Invité de La Matinale de la RTS, l'écrivain et philosophe Pascal Bruckner a mis en garde contre la tendance croissante, dans les sociétés occidentales, à fuir le monde extérieur pour se réfugier dans le cocon confortable et rassurant du domicile. Il salue le sursaut de la "vieille Europe" face à la Russie, qui montre qu'elle a "encore des ressources, de l'énergie".

Lecteur de Max Frisch, Pascal Bruckner a fait sienne la célèbre citation de l'écrivain helvète "Pire que le bruit des bottes, le silence des pantoufles" dans son nouvel essai "Le sacre des pantoufles", paru fin septembre dernier.

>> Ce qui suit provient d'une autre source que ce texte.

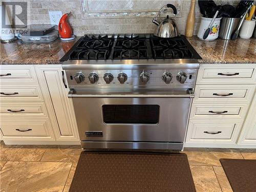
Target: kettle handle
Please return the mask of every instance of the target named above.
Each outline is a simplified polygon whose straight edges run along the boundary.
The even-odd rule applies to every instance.
[[[177,9],[176,7],[173,4],[167,4],[167,7],[169,8],[172,8],[174,10],[174,14],[177,15]]]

Il y décrit la femme et l'homme contemporains comme devenus des peureux recroquevillés sur leur canapé, connectés au monde extérieur par le seul truchement de dispositifs divers.

Pour l'écrivain, la combinaison de deux éléments a fait de nous les pétochards qu'il décrit dans son ouvrage. Au premier chef, l'enchaînement d'événements catastrophiques depuis le début du siècle: réchauffement climatique, terrorisme, pandémie (lire encadré) et maintenant guerre en Ukraine. Autant d'événements "qui poussent les gens à se réfugier dans le cocon du foyer", a-t-il analysé jeudi au micro de La Matinale.

La peur de l'extérieur

Le second coupable? La transformation des logements, aujourd'hui beaucoup plus confortables qu'il y a un siècle ou deux et connectés au monde extérieur. "Avec les écrans, nous recevons le monde à la maison. Nous n'avons plus besoin d'aller dans le monde, puisque le monde est là. Cette conjonction de la peur de l'extérieur et de l'irruption de l'univers dans nos maisons fait que notre relation au dehors est devenue beaucoup plus problématique", constate Pascal Bruckner.

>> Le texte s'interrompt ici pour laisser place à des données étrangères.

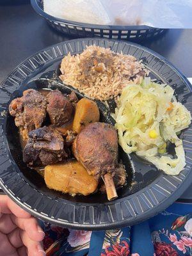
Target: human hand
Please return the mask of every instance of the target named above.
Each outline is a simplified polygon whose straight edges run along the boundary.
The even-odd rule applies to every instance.
[[[44,256],[44,236],[35,218],[0,195],[0,255]]]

"Les démocraties sont tellement attachées à leur confort qu'elles sont prêtes, peut-être, à y sacrifier leur liberté. Et si le confort prend le dessus sur les droits fondamentaux, nous serons alors un peuple d'esclaves béats et baignant dans le divertissement", s'effraie même l'essayiste français.

Si le confort prend le dessus sur les droits fondamentaux, nous serons alors un peuple d'esclaves béats et baignant dans le divertissement

Pascal Bruckner, écrivain et philosophe français

Fatalité réversible

Les événements récents montrent heureusement que cette fatalité est réversible, poursuit Pascal Bruckner en prenant comme exemple la déconvenue subie jusqu'ici par la Russie de Vladimir Poutine en Ukraine.

"Poutine était persuadé que, au lancement de la guerre, les démocraties allaient, après quelques protestations, s'incliner devant le despote moscovite. Or, ce n'est pas du tout ce qui s'est passé. Les Ukrainiens d'abord ont résisté très vaillamment, mais surtout, l'Europe s'est réunie, a condamné l'agression, a pris un certain nombre de sanctions; l'Amérique également", remarque-t-il.

Un Occident qui n'est pas en bout de course

L'invasion russe a été l'occasion d'assister à un phénomène qu'il juge très intéressant et porteur d'espoir. "C'est la résistance ukrainienne qui est en train de réveiller l'Europe", résume l'écrivain et philosophe. Il salue notamment le fait que cet exemple donne tort à la Russie, à la Chine ou encore aux islamistes, "qui nous voient comme une civilisation en décadence", une civilisation "de débauche, de droits accordés aux milieux LGBT, de fin du monde".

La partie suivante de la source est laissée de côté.